WOODBURY – A friendly face has made her grand return to Nonnewaug High School.

With her baby and a new sheep — both of whom are both named Jacob — arriving in her absence, Jennifer Jedd is ready to reinstall her veterinary expertise to the agriscience program.

“Although the early mornings are not fun, I missed being here with my students and being in a routine,” Jedd said. “It has been the smoothest transition back to work I could have hoped for.”

During Jedd’s maternity leave, former Nonnewaug ag student Jesse Hungerford took over as a long-term sub.

“Finding a substitute who is knowledgeable about animals and can stay for a long period of time is incredibly difficult,” Jedd remarked. “Ms. Hungerford had gone through the program here herself, so that was a huge benefit to the other teachers in the department since she already had a good idea of the expectations of the program.”

Hungerford was hesitant at first to step up for the job, but ended up enjoying her time as a teacher.

“I honestly wasn’t sure it would be the best fit for me; however, as we started moving through material I found I really enjoyed creating lessons, designing lab activities, and coming up with ways to make real hands-on experiences for students,” Hungerford remarked.

Jennifer Jedd poses with one of the reptiles that reside in the small animal lab. (Emma DeFrancesco)

Jedd is grateful for all of Hungerford’s assistance in the difficult field of veterinary science. Hungerford is now in a similar long-term sub position at Shepaug.
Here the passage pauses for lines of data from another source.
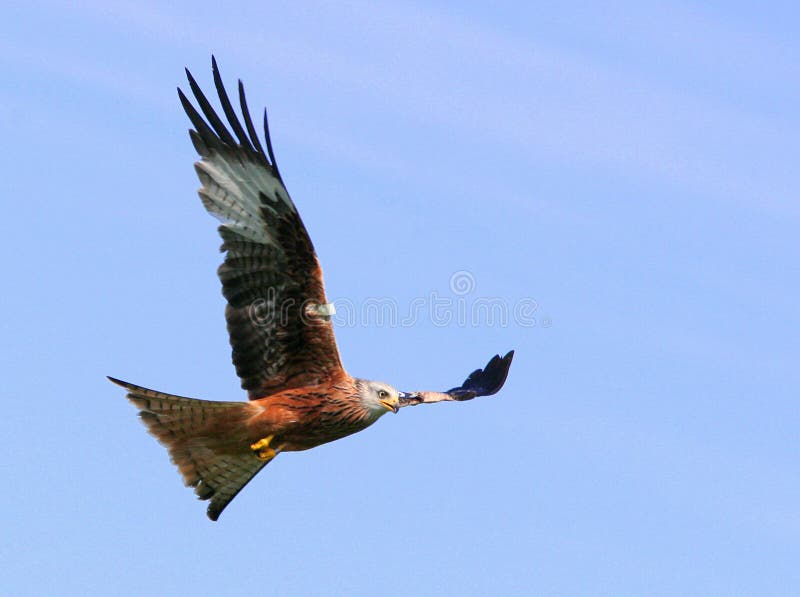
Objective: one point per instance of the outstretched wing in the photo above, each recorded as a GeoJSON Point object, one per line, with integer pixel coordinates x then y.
{"type": "Point", "coordinates": [481, 382]}
{"type": "Point", "coordinates": [277, 313]}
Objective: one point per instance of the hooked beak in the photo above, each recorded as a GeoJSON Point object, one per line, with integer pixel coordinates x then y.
{"type": "Point", "coordinates": [392, 405]}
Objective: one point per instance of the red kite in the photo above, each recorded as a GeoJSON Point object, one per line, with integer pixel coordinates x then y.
{"type": "Point", "coordinates": [279, 324]}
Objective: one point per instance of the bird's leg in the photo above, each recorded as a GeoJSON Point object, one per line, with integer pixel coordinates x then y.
{"type": "Point", "coordinates": [262, 450]}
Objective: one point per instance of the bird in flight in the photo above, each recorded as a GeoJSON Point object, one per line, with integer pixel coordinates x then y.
{"type": "Point", "coordinates": [279, 323]}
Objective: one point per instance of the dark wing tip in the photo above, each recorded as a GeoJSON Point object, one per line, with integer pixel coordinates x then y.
{"type": "Point", "coordinates": [213, 131]}
{"type": "Point", "coordinates": [119, 382]}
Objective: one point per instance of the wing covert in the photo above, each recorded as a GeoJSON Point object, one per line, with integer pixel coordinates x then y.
{"type": "Point", "coordinates": [270, 276]}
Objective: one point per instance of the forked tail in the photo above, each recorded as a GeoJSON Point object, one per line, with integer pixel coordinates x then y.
{"type": "Point", "coordinates": [206, 440]}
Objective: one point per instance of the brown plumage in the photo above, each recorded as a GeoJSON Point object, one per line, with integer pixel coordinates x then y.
{"type": "Point", "coordinates": [282, 340]}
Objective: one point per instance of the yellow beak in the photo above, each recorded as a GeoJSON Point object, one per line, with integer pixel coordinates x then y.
{"type": "Point", "coordinates": [392, 404]}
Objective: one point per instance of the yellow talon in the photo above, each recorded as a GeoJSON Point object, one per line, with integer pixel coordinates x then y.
{"type": "Point", "coordinates": [262, 449]}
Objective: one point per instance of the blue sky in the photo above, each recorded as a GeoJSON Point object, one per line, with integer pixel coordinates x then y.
{"type": "Point", "coordinates": [631, 168]}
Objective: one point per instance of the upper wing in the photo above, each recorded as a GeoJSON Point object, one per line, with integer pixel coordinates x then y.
{"type": "Point", "coordinates": [277, 317]}
{"type": "Point", "coordinates": [481, 382]}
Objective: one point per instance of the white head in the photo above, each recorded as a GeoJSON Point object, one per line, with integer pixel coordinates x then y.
{"type": "Point", "coordinates": [378, 397]}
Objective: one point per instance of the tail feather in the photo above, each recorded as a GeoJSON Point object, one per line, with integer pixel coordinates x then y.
{"type": "Point", "coordinates": [206, 440]}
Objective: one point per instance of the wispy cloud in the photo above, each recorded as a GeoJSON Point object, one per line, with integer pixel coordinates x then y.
{"type": "Point", "coordinates": [532, 97]}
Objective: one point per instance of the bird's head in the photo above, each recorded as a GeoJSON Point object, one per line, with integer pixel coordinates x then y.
{"type": "Point", "coordinates": [378, 397]}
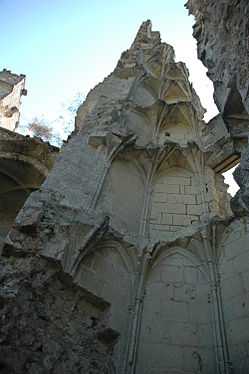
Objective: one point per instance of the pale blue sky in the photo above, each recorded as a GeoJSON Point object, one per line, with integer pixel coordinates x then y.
{"type": "Point", "coordinates": [65, 47]}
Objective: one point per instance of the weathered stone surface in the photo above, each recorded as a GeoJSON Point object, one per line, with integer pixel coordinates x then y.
{"type": "Point", "coordinates": [12, 87]}
{"type": "Point", "coordinates": [222, 31]}
{"type": "Point", "coordinates": [133, 213]}
{"type": "Point", "coordinates": [47, 325]}
{"type": "Point", "coordinates": [24, 165]}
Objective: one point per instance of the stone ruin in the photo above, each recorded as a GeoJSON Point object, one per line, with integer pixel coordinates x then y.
{"type": "Point", "coordinates": [128, 259]}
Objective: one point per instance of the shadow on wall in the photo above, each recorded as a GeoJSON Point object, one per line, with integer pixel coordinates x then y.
{"type": "Point", "coordinates": [229, 179]}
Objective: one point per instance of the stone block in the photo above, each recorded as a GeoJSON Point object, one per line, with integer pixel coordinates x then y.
{"type": "Point", "coordinates": [175, 208]}
{"type": "Point", "coordinates": [183, 199]}
{"type": "Point", "coordinates": [195, 209]}
{"type": "Point", "coordinates": [181, 220]}
{"type": "Point", "coordinates": [191, 190]}
{"type": "Point", "coordinates": [178, 180]}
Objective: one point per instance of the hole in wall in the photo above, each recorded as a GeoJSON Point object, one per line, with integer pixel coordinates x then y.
{"type": "Point", "coordinates": [229, 180]}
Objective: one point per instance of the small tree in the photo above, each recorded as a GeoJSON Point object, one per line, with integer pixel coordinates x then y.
{"type": "Point", "coordinates": [40, 129]}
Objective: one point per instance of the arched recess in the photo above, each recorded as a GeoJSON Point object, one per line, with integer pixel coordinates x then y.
{"type": "Point", "coordinates": [108, 273]}
{"type": "Point", "coordinates": [18, 178]}
{"type": "Point", "coordinates": [176, 323]}
{"type": "Point", "coordinates": [123, 193]}
{"type": "Point", "coordinates": [176, 198]}
{"type": "Point", "coordinates": [234, 272]}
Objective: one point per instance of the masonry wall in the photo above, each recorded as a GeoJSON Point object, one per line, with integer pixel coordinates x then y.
{"type": "Point", "coordinates": [109, 275]}
{"type": "Point", "coordinates": [174, 202]}
{"type": "Point", "coordinates": [12, 101]}
{"type": "Point", "coordinates": [176, 333]}
{"type": "Point", "coordinates": [234, 270]}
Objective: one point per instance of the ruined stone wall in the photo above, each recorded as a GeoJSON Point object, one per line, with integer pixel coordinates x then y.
{"type": "Point", "coordinates": [47, 325]}
{"type": "Point", "coordinates": [12, 87]}
{"type": "Point", "coordinates": [222, 31]}
{"type": "Point", "coordinates": [127, 215]}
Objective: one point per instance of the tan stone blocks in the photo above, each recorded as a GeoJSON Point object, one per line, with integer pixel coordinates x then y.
{"type": "Point", "coordinates": [181, 220]}
{"type": "Point", "coordinates": [191, 190]}
{"type": "Point", "coordinates": [179, 180]}
{"type": "Point", "coordinates": [195, 209]}
{"type": "Point", "coordinates": [183, 199]}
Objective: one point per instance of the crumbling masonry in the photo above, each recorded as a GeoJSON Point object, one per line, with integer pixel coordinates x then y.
{"type": "Point", "coordinates": [128, 258]}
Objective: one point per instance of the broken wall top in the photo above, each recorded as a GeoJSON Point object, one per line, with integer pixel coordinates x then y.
{"type": "Point", "coordinates": [147, 95]}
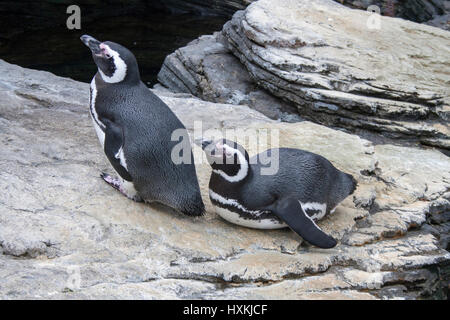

“Ms. Hungerford brought in a lot of her own expertise and added some great labs and ideas,” Jedd concluded. “We were lucky to have her around.”

As Hungerford departed, she reflected on her past years as a student in the vet science program here at Nonnewaug and connected it to her teaching skills.

“I frequently thought back to when I was a student in the program,” Hungerford said. “I even added a few of those experiences to the classes I substituted for, as I knew current students would most likely enjoy the activities as much as I did.”

Maddie Orosz, a senior, has especially enjoyed her time in vet class with both Hungerford and Jedd.

“Ms. Hungerford helped us get back in the groove; she didn’t skip a beat,” Orosz said. “She came right in and started teaching us and kept us up with the curriculum. We actually got ahead.”

Although Hungerford made a lasting impression, the students were looking forward to Jedd’s return.

“Personally, I am looking forward to her jokes; I think Ms. Jedd’s hilarious,” Orosz said. 

Overall, students have a positive outlook on the future of their veterinary science class.

“Having her back really gives us a sense of comfort again,” Orosz concluded. “She’s here, she didn’t skip a beat, and she does a really great job teaching us.”